‘Entitled’ to 1st, 2nd or 3rd author?

r/

I’m an Early career researcher and have managed the entire study, from design, training, delivery, collection, analysis and now writing up the findings and planning dissemination. The PI has only contributed at a high level through monthly meetings.

I have now been told that I am too junior to lead on the publication and would need support so have been ‘offered’ second or third authorship, with the justification that all my contributions will be reflected in the contributor matrix. The PI will be listed as the lead author, rather than last author. However, since they have been largely hands off, I will still need to closely plan and coordinate the publication with them.

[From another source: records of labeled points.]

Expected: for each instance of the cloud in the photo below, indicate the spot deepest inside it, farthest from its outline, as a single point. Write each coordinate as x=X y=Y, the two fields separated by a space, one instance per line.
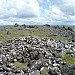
x=37 y=12
x=19 y=8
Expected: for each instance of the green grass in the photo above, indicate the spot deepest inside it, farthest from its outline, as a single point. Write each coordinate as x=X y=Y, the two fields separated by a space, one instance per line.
x=67 y=58
x=41 y=31
x=44 y=71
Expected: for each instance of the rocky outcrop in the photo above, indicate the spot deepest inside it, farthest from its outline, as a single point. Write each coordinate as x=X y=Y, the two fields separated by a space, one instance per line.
x=40 y=56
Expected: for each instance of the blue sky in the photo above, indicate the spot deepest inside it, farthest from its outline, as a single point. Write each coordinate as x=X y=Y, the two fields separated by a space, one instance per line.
x=53 y=12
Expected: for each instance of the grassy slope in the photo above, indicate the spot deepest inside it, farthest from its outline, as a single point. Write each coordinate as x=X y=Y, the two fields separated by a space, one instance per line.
x=41 y=31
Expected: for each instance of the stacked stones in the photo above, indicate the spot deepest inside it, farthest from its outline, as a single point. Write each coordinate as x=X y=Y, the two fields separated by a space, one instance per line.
x=42 y=56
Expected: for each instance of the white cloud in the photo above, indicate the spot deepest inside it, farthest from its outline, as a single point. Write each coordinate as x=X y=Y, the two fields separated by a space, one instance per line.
x=37 y=11
x=19 y=8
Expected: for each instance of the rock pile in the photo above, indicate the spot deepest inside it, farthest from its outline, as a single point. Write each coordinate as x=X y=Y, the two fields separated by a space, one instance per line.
x=40 y=56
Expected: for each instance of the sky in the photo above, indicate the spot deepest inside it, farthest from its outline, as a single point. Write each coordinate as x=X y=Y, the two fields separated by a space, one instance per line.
x=53 y=12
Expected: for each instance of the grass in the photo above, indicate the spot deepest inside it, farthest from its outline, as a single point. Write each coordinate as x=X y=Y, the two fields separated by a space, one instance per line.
x=44 y=71
x=67 y=58
x=41 y=31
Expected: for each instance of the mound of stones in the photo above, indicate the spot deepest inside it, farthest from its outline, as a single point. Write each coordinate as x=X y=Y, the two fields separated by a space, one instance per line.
x=68 y=70
x=63 y=31
x=41 y=56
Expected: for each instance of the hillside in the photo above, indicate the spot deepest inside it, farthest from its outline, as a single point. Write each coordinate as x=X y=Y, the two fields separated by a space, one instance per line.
x=37 y=50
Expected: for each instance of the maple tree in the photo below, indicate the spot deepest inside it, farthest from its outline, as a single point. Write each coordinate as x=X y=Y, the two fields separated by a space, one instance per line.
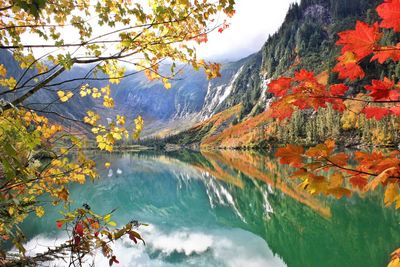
x=325 y=168
x=48 y=39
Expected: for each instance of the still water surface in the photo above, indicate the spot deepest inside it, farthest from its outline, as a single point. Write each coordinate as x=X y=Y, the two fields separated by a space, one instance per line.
x=228 y=208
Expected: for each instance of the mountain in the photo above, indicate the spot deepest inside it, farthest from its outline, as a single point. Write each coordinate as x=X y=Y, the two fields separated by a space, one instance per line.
x=306 y=40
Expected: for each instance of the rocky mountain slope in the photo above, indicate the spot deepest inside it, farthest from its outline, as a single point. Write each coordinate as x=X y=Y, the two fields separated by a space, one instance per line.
x=306 y=39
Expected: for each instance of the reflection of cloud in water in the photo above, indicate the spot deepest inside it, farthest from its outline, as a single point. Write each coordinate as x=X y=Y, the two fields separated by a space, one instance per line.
x=230 y=248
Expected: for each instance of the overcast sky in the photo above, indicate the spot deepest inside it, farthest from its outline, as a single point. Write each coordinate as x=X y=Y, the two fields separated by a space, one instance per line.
x=250 y=26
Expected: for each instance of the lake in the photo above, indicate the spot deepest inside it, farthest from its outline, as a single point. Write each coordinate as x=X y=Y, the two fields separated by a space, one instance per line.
x=227 y=208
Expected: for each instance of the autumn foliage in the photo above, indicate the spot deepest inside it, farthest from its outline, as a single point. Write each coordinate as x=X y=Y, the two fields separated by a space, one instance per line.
x=325 y=168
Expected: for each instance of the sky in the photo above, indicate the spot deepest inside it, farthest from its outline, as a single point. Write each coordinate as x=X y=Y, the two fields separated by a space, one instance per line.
x=249 y=28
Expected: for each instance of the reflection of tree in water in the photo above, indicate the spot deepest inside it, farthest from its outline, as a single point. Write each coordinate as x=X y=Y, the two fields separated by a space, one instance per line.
x=304 y=230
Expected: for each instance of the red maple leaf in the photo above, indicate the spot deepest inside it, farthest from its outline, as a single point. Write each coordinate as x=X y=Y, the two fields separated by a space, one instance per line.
x=375 y=112
x=339 y=89
x=360 y=41
x=291 y=154
x=395 y=110
x=387 y=52
x=382 y=90
x=280 y=86
x=389 y=11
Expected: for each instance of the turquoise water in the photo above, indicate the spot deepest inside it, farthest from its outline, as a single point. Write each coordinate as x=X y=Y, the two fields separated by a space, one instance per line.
x=227 y=209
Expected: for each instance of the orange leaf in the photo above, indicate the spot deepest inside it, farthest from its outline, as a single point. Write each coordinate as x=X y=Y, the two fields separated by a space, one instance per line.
x=387 y=52
x=291 y=154
x=382 y=90
x=389 y=11
x=339 y=89
x=351 y=71
x=375 y=112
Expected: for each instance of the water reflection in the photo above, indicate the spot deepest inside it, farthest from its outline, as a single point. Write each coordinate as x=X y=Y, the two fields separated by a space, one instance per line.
x=232 y=208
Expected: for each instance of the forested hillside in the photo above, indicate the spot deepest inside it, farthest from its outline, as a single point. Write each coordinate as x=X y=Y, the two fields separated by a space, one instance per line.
x=306 y=40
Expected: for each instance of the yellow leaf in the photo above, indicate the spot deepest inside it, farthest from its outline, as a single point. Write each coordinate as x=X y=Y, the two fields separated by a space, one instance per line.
x=39 y=211
x=64 y=97
x=112 y=223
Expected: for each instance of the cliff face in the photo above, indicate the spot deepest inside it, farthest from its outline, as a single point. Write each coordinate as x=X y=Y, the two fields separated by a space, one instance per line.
x=306 y=40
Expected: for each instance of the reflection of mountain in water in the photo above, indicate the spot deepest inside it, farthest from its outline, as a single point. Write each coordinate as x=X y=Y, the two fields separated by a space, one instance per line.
x=302 y=229
x=187 y=195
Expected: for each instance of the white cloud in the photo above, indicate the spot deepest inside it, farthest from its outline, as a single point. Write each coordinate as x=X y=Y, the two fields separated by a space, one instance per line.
x=253 y=22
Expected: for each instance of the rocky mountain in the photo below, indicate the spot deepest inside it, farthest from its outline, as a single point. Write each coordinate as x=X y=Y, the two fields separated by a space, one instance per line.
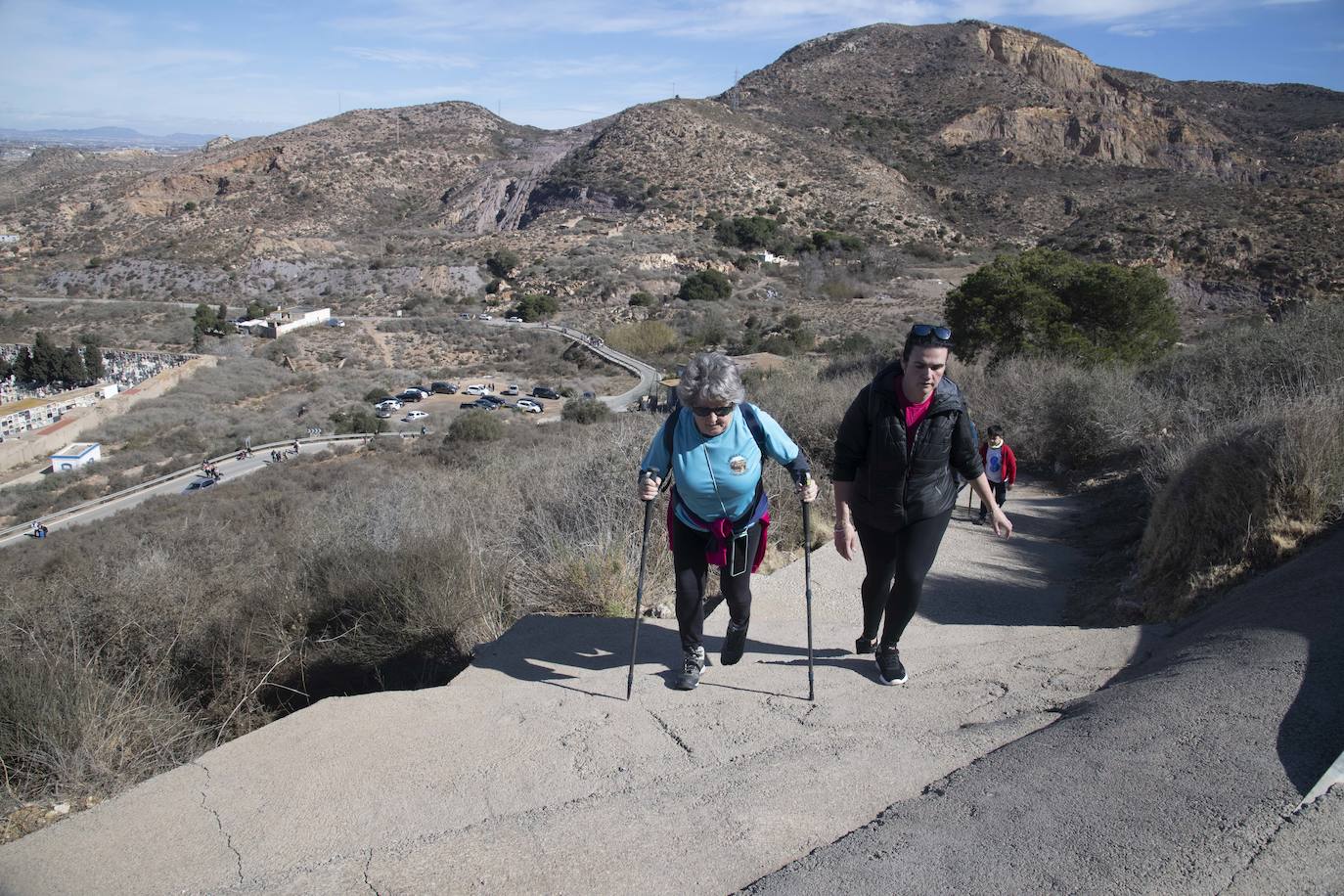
x=960 y=137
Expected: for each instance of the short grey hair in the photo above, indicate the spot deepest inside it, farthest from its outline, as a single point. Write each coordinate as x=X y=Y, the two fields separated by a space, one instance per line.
x=710 y=378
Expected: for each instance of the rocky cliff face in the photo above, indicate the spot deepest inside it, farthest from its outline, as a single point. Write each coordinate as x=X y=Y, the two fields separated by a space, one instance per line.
x=960 y=135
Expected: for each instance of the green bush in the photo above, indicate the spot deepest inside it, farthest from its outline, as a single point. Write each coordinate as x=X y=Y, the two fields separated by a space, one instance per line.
x=707 y=285
x=747 y=233
x=586 y=410
x=532 y=306
x=1243 y=501
x=502 y=262
x=1049 y=304
x=476 y=426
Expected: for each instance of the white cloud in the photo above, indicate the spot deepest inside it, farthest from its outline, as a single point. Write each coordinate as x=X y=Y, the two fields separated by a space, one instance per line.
x=409 y=58
x=1132 y=29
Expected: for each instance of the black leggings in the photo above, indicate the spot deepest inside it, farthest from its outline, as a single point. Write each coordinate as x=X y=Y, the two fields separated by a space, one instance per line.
x=897 y=564
x=1000 y=497
x=691 y=572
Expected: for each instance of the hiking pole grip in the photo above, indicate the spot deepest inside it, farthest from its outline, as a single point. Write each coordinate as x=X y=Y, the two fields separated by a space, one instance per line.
x=807 y=580
x=639 y=590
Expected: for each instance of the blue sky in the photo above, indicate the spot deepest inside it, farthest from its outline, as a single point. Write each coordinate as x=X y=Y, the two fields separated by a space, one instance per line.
x=257 y=66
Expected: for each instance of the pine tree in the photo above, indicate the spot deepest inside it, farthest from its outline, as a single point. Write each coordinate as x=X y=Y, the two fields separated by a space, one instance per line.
x=93 y=360
x=46 y=359
x=23 y=364
x=71 y=366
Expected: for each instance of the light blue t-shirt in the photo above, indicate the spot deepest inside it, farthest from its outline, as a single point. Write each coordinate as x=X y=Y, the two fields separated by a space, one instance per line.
x=717 y=477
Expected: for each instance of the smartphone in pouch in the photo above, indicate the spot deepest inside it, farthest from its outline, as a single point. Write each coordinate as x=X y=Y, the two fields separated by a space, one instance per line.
x=739 y=561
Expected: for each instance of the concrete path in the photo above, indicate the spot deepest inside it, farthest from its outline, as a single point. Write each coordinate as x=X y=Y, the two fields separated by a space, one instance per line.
x=530 y=773
x=1181 y=778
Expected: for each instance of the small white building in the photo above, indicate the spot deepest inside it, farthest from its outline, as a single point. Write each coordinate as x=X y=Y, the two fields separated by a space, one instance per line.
x=75 y=456
x=285 y=321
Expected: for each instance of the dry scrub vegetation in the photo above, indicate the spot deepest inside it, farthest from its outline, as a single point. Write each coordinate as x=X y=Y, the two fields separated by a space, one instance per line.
x=1232 y=449
x=194 y=619
x=197 y=618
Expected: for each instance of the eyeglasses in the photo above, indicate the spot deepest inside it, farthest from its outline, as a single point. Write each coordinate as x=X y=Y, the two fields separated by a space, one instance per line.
x=717 y=411
x=929 y=330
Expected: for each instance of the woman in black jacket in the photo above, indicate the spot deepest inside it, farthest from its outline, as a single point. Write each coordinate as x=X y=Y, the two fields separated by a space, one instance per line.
x=895 y=453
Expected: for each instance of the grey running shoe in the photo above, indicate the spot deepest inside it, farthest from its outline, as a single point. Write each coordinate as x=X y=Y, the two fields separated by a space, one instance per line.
x=734 y=643
x=890 y=670
x=693 y=664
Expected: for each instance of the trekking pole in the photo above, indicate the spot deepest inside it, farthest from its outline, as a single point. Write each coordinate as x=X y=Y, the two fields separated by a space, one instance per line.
x=807 y=583
x=639 y=590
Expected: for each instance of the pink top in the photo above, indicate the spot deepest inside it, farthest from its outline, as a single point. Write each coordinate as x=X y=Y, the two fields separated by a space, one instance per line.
x=915 y=413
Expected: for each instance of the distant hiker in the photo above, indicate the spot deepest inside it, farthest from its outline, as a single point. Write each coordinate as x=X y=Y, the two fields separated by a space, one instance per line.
x=718 y=511
x=895 y=453
x=1000 y=469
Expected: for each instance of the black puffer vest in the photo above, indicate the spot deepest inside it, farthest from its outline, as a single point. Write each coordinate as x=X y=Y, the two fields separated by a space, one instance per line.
x=894 y=481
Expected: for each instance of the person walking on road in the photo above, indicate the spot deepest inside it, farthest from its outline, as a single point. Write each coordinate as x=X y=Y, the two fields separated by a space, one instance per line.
x=898 y=445
x=1000 y=468
x=718 y=514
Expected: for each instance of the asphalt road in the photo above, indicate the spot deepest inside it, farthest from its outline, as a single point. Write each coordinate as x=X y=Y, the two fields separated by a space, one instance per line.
x=530 y=773
x=230 y=469
x=1182 y=777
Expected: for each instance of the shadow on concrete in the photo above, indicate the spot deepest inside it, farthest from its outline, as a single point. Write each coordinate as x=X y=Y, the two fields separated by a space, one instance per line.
x=557 y=650
x=1264 y=625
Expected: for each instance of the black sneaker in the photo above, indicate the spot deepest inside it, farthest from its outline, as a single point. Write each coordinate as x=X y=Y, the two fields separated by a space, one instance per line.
x=693 y=664
x=734 y=643
x=890 y=672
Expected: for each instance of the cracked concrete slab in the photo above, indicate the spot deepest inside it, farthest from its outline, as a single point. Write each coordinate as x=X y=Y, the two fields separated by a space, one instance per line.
x=531 y=773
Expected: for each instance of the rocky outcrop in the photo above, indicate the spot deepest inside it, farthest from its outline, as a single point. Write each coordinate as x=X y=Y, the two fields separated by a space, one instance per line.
x=161 y=197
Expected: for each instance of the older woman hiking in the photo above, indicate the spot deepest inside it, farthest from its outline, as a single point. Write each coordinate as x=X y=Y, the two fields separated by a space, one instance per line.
x=718 y=512
x=895 y=453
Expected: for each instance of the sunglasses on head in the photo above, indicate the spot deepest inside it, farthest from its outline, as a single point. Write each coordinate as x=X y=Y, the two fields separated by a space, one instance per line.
x=717 y=411
x=929 y=330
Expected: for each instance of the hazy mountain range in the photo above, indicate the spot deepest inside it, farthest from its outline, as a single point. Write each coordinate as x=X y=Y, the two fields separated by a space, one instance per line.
x=935 y=139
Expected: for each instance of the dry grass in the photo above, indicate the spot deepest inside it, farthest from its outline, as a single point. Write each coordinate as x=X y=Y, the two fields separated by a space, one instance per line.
x=1243 y=501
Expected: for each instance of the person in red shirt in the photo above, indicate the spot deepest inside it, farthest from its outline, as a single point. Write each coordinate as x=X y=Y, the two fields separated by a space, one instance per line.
x=1000 y=469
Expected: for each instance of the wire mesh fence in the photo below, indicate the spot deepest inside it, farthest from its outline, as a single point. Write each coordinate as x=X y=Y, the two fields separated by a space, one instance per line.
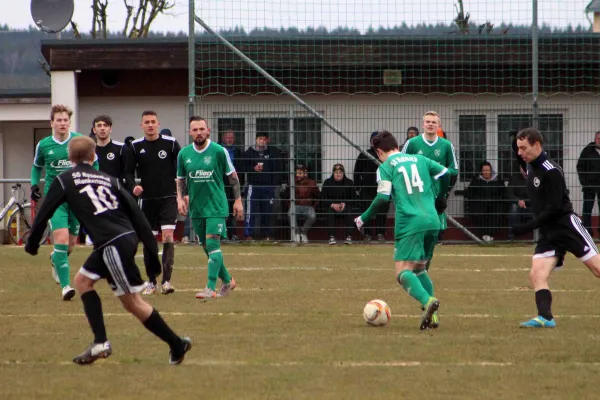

Is this normal and should I accept it?

Comments

  1. BuvantduPotatoSpirit Avatar

    You should specify your field, as authorship conventions vary wildly between fields. It’d definitely be inappropriate in Astronomy, and I don’t know any field which has a “senior authors first” convention.

    But I don’t know every field.

  2. hotakaPAD Avatar

    “too junior” isn’t a good reason to not get 1st author. My first 1st author was during my masters education. They need to tell you why specifically.

    FYI, out of all the parts of a study, I think the initial study design is the most critical of them all. If your PI came up with this whole study idea, then they deserve the 1st author probably. In contrast, executing a plan that someone else made, like data collection, has a low weight in terms of contribution to authorship. “Making decisions” has a high weight, “executing decisions” has a low weight.

    But my initial inclination is that you deserve the 1st authorship

  3. BolivianDancer Avatar

    You’re in the wrong field — because you’re not in mine.

    I’d take last author any day all day!